I’d say old fashioneds.
Would you rather spend a week ice fishing with a bunch of Illinois tourists or get stuck behind a tractor on a one-lane road for a month?
I’d sit behind a tractor. At least you’re looking at a hardworking guy. You can learn a lot sitting behind a tractor. It’s kind of like sitting watching a train go by. Sometimes you got to slow down. And also, more importantly, I’m not in the proximity of a FIB, so I’d say that with love.
Would you rather never be able to say “ope” again or have to yell it every single time you accidentally make eye contact with somebody?
I pretty much already do say it every time I make eye contact with someone, so I’ll just go with that.
Would you rather have to shovel your driveway in July or mow your lawn in February?
I mean, the way climate change is going, we’re probably going to do both. I’m just kidding. I mean, I’m kind of serious actually, but I would say I’d rather shovel in July.
Would you rather have to wear a Packers Cheesehead or only wear flannels at all formal events you attend?
I would say Packers Cheesehead, because that’s a stylish choice, you know? Flannels are wonderful, but you want to diversify it a little bit. And Cheeseheads, you know, there’s different sorts of ages. Like an aged Cheesehead is a little bit more brown so you can wear it with a brown suit, whereas if you get a sharper, fresh pitch piece that’s yellow, you can wear that with brighter colors. You can be more versatile with Cheeseheads.
Would you rather have your life narrated 24/7 by a Packers announcer or have “Jump Around” playing in your head instead?
I would have loved to have it narrated by Wayne Larrivee. I love that song, obviously, but if it’s in my head all the time, then that’s gonna take away from the third quarter at the Badgers game, and I don’t want to ruin that moment either.
Would you rather have to say, “Tell your folks I said hi” to every single stranger you meet or end every sentence with, “Don’t cha know?”
‘Tell your folks I says hi,’ yeah, I think for sure that.
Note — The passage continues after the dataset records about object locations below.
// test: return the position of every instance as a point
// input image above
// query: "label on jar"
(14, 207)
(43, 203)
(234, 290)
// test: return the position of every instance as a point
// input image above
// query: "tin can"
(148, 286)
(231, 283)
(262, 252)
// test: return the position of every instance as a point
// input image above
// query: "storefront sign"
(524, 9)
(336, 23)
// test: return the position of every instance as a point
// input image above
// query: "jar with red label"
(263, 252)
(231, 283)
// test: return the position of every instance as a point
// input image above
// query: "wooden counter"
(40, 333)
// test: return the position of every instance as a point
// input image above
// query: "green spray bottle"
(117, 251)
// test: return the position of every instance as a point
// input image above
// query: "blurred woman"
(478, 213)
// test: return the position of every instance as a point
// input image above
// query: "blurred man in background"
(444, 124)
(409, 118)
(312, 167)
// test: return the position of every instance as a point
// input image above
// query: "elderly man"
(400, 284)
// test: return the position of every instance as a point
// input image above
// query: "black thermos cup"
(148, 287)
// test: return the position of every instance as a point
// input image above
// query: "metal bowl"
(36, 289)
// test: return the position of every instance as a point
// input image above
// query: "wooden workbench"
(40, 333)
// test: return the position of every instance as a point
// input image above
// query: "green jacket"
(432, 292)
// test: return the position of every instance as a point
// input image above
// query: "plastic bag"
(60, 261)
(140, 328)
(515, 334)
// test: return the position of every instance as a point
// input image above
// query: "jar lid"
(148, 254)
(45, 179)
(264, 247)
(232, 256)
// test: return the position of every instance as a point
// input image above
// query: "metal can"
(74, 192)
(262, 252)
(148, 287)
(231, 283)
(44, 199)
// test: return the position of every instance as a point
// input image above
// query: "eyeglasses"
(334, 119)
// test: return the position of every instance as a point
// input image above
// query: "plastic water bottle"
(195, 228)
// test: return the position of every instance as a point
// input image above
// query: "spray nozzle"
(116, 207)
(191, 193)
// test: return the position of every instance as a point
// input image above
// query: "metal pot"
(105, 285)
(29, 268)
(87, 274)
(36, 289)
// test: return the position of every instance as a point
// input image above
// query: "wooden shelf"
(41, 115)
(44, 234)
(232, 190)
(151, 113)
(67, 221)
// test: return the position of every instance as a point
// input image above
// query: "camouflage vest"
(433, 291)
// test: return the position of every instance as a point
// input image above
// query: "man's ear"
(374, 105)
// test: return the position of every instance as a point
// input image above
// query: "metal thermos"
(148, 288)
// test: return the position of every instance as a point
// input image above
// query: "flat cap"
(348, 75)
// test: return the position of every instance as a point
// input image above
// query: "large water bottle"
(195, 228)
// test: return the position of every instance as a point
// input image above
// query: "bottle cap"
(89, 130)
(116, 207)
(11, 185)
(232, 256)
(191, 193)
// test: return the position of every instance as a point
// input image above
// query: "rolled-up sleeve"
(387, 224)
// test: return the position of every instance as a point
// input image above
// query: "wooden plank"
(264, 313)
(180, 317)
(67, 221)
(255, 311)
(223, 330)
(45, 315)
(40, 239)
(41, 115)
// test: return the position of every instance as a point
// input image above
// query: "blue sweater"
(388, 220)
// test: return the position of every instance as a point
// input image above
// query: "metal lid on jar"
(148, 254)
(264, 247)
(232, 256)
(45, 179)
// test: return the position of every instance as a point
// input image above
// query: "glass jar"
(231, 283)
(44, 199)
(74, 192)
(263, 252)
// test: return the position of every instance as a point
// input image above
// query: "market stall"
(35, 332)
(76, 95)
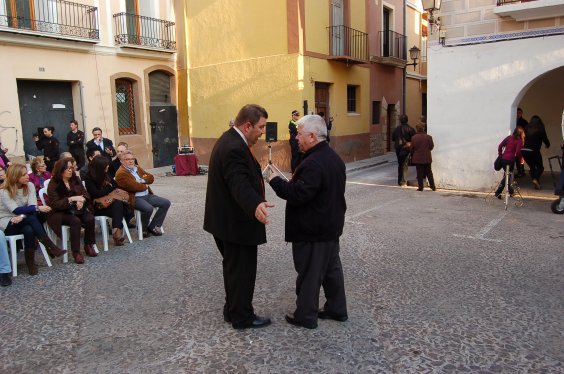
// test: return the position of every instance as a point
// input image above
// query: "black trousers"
(318, 265)
(424, 171)
(239, 276)
(534, 160)
(403, 155)
(501, 184)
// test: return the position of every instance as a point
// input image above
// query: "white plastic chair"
(140, 224)
(103, 221)
(12, 242)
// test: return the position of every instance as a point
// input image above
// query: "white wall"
(473, 92)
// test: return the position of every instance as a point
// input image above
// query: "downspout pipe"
(403, 93)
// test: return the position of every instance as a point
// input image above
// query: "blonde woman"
(20, 214)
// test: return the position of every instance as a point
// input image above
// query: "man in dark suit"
(315, 216)
(106, 145)
(236, 212)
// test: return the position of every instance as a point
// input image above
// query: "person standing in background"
(315, 217)
(236, 213)
(50, 146)
(294, 148)
(75, 142)
(105, 145)
(421, 147)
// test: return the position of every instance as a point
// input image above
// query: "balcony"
(391, 47)
(144, 32)
(348, 45)
(522, 10)
(51, 18)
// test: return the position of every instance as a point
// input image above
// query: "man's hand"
(261, 213)
(272, 173)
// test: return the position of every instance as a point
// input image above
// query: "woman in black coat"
(50, 146)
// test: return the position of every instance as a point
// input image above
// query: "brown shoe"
(51, 247)
(117, 234)
(78, 257)
(29, 254)
(89, 250)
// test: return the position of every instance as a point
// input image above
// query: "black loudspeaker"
(271, 132)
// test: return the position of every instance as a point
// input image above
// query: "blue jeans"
(4, 258)
(145, 204)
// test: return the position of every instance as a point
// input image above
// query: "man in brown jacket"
(135, 180)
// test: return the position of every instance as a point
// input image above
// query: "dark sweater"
(315, 197)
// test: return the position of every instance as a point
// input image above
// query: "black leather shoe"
(292, 321)
(154, 231)
(254, 324)
(327, 315)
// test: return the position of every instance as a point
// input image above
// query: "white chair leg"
(126, 230)
(45, 255)
(139, 224)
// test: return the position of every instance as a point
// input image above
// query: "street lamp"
(414, 55)
(430, 6)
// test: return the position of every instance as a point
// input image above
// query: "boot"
(29, 254)
(89, 250)
(51, 247)
(117, 234)
(78, 257)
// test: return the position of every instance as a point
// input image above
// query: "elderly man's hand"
(261, 213)
(272, 173)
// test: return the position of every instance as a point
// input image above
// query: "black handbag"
(497, 163)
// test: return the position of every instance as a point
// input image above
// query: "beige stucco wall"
(90, 66)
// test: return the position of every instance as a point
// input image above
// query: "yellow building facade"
(282, 55)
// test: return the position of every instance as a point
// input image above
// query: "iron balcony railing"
(347, 42)
(51, 17)
(391, 44)
(134, 30)
(503, 2)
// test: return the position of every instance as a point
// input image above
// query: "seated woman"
(99, 184)
(71, 207)
(20, 214)
(39, 174)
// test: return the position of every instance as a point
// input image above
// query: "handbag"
(117, 194)
(497, 163)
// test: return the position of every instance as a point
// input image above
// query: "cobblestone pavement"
(436, 282)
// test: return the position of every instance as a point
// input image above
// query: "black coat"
(235, 189)
(107, 144)
(315, 197)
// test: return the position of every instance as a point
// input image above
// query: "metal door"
(44, 103)
(164, 134)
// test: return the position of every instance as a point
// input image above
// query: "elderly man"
(136, 181)
(236, 212)
(105, 145)
(315, 216)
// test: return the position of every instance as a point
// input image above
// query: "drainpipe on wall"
(403, 94)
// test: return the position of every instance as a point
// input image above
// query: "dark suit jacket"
(235, 189)
(107, 144)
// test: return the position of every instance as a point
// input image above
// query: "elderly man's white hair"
(314, 124)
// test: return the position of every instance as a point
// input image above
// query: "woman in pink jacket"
(510, 151)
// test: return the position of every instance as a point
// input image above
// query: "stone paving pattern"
(423, 296)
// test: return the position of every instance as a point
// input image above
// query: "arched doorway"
(544, 97)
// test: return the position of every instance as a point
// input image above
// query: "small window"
(351, 98)
(125, 107)
(376, 112)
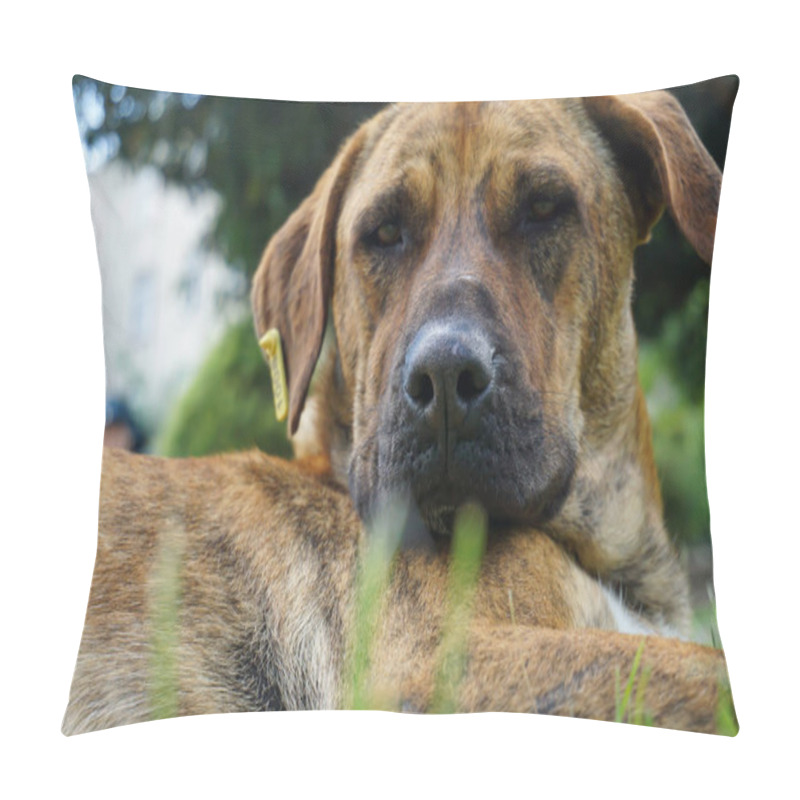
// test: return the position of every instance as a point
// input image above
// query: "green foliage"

I think that’s a very standard Midwest Wisconsin thing. It just feels good, you know?
What do you think your favorite quirk about the Midwest is?
Oh my gosh, there’s so many things. But that idea that we say I love you in weird ways, you know, like watch out for deer. We show you our love. We don’t need to say it, you know? Or because we show you our love, we don’t always need to say ‘I love you.’
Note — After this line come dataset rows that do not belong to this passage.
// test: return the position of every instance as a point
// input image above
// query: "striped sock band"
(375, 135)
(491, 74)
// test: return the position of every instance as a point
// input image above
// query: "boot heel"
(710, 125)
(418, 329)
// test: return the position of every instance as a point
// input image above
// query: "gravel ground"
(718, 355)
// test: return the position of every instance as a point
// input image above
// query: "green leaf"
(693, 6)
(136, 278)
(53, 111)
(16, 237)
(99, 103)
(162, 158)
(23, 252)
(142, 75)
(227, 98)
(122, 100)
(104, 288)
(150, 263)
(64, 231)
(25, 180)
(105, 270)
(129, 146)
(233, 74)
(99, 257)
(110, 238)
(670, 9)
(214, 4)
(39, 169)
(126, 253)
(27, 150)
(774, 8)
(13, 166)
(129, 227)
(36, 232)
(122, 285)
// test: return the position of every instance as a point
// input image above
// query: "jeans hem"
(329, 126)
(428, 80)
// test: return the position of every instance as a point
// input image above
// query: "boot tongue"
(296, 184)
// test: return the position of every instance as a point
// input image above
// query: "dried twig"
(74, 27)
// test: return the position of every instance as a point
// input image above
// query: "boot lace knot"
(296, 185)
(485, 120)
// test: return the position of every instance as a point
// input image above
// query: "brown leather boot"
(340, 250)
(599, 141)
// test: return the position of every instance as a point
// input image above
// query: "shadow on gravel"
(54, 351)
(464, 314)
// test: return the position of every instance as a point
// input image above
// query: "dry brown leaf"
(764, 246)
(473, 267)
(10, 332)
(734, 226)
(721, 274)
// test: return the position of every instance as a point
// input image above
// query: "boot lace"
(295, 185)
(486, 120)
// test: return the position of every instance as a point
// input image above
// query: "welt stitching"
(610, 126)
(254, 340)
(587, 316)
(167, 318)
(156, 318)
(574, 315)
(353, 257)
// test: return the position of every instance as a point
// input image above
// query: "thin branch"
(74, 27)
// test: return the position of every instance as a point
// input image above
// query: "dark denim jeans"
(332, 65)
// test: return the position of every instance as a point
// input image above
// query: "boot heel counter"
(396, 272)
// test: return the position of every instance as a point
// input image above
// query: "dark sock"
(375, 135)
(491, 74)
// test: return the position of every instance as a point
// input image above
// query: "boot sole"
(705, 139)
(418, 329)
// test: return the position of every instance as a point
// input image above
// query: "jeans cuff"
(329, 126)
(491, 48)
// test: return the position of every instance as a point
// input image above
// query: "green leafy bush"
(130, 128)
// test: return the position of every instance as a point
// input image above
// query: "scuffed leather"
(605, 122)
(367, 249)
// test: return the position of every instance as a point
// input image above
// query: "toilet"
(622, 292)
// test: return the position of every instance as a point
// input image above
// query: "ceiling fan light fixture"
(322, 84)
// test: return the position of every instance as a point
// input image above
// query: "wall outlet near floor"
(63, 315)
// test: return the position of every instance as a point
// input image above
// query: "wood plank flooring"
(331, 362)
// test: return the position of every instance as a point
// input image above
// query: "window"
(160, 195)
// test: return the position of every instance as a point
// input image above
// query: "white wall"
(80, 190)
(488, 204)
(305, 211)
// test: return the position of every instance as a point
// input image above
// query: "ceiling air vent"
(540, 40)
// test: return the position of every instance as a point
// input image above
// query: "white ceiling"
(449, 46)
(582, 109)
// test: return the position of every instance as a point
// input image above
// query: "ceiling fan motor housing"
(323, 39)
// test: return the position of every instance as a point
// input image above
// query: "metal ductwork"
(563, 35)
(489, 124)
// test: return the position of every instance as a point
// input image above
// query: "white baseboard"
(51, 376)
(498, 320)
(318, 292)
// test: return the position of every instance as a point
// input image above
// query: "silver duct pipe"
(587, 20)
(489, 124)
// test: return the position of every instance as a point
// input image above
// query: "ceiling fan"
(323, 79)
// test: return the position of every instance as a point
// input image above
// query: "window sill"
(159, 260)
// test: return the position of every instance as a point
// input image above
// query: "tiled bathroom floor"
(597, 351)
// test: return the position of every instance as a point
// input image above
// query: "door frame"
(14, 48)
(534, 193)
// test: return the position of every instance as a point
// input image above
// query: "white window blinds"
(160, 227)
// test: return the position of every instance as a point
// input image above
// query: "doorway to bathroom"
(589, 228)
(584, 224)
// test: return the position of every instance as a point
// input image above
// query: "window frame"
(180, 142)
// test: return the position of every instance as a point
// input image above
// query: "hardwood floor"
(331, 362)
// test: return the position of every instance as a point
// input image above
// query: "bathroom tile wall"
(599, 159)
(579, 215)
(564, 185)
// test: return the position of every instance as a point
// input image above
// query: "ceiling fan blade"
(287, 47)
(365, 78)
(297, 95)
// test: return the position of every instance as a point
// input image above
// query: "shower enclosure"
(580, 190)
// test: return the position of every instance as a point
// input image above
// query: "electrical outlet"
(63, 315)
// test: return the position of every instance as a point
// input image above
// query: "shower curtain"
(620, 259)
What do you miss most about Wisconsin when you’re out touring the nation?
The great outdoors … my family and outside. And I think there’s no prettier place in the world than Wisconsin. We’ve got just incredible forests, incredible trails. Hikes right along Lake Michigan are insanely beautiful, and whether you’re out there fishing, or hunting, or camping or whatever, you’d be hard pressed to find a more beautiful place in Wisconsin.
Out of all the weird Wisconsin lingo, what’s your favorite slang word?
‘It’s a horse apiece.’ I just like saying it to people who have no idea. I know they’re not gonna know what it means, and I just like seeing the looks on their face after I say it. It’s polite confusion is what it is mostly. Like, am I supposed to know what that means?
Why do you think that the Midwest and Wisconsin in general are truly a special place?
I think we are a place that is filled with people of all walks of life. It’s a very loving place. It’s a place filled with quirk, and it’s a place that embraces its quirk. You don’t see a lot of other teams in Major League Baseball tailgating. There’s not another state that wears a piece of dairy as headwear, you know? There’s not a whole lot of other places that takes its great pride in a deer camp, which is oftentimes a building that doesn’t even have indoor plumbing, you know? We find the joys in the little things here, and that’s what life’s about. It’s about the little things, and that’s something I think the Midwest has mastered.